Zoya dan Malik saling melirik satu sama lain. Kedua alis mereka juga jadi menukik tajam, tidak mengerti apa yang dimaksud pria tua di hadapan mereka.

"Cepat jawab! Kalian pasti antek-anteknya orang biadab itu, kan?" sentak pria tua itu, karena Zoya dan Malik hanya menatapnya bingung.

Zoya terperanjat mendengar suara nyaring pria tua itu, terkecuali Malik yang justru balik menatap tidak suka kepada pria yang jauh lebih tua darinya.

"Tuduhanmu itu tidak benar, Pak," ucap Malik datar.

"Kami bukan anak buah orang-orang jahat itu, Pak. Kami anggota dari sahabat dekatnya Pak Zubair," jelas Zoya membenarkan sembari tersenyum ramah.

Pria tua itu semakin menatap tajam ke arah mereka, tidak percaya dengan apa yang dikatakan oleh Zoya. "Anggota apa yang kalian maksud? Setahuku Pak Zubair tidak memiliki sahabat," ucap pria itu kini memandang mereka sinis. "Jangan harap kalian bisa membodohiku. Aku tahu kalian pasti anggota dari para pembunuh yang menyengsarakan rakyat itu."

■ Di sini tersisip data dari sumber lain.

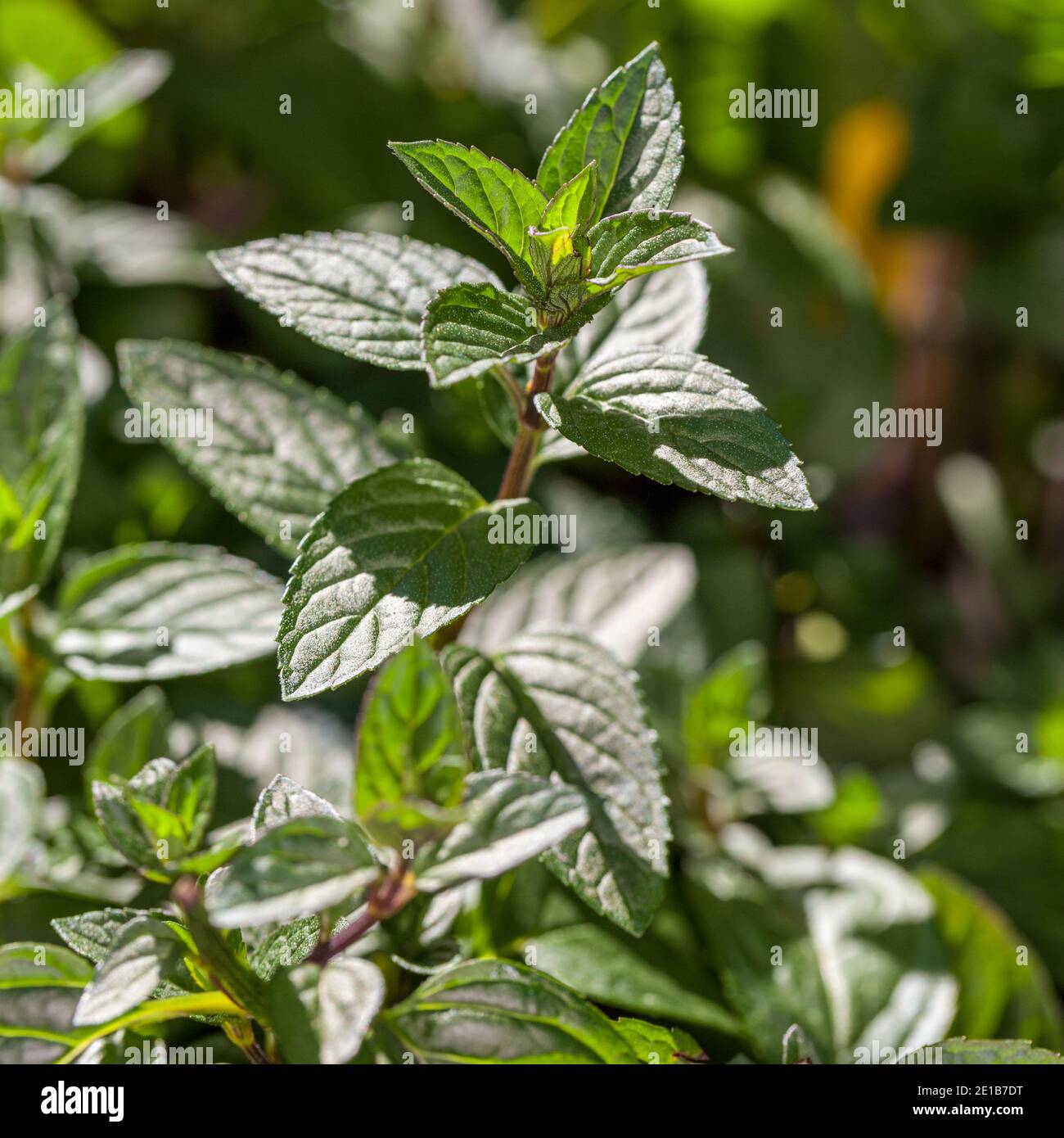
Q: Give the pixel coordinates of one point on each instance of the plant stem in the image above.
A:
(518, 475)
(386, 899)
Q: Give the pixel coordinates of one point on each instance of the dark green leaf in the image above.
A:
(553, 702)
(41, 431)
(399, 553)
(160, 610)
(500, 203)
(472, 328)
(40, 986)
(360, 294)
(277, 451)
(679, 419)
(509, 820)
(498, 1012)
(630, 126)
(633, 245)
(410, 740)
(143, 954)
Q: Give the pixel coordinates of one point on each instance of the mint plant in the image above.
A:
(376, 930)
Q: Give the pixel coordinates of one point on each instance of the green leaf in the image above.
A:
(41, 432)
(632, 975)
(401, 552)
(160, 610)
(553, 702)
(285, 947)
(502, 1013)
(92, 934)
(472, 328)
(510, 819)
(189, 794)
(143, 954)
(681, 420)
(498, 201)
(999, 996)
(615, 597)
(656, 1045)
(630, 128)
(293, 871)
(841, 944)
(22, 794)
(277, 449)
(633, 245)
(40, 986)
(408, 744)
(358, 294)
(994, 1053)
(283, 800)
(133, 735)
(324, 1013)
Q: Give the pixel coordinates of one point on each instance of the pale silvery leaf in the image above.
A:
(40, 986)
(92, 934)
(22, 793)
(358, 294)
(500, 1012)
(160, 610)
(635, 244)
(401, 552)
(614, 597)
(295, 869)
(142, 955)
(349, 994)
(283, 800)
(510, 819)
(554, 702)
(41, 432)
(630, 126)
(498, 203)
(272, 449)
(679, 419)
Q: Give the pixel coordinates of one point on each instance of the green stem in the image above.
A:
(157, 1012)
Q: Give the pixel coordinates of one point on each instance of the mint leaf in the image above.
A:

"Mereka tidak membodohimu, Pak Salim," teriak seorang pria yang suaranya terdengar hampir mirip seperti Ranvi.

Secara serentak mereka langsung melihat ke sumber suara yang berada di belakang pria tua itu. Seorang pria dengan peci hitam di kepalanya sedang menuju ke arah mereka. Senyum Zoya merekah saat tahu siapa orang itu, begitu pun Malik yang seketika merubah raut wajahnya jadi bersahabat.

"Kau sepertinya memang bodoh, Pak Salim, menuduh mereka sembarangan. Aku tahu kita harus berhati-hati, tetapi bukan berarti kau mencurigai semua orang begitu saja," kata pria itu setelah sampai di hadapan mereka.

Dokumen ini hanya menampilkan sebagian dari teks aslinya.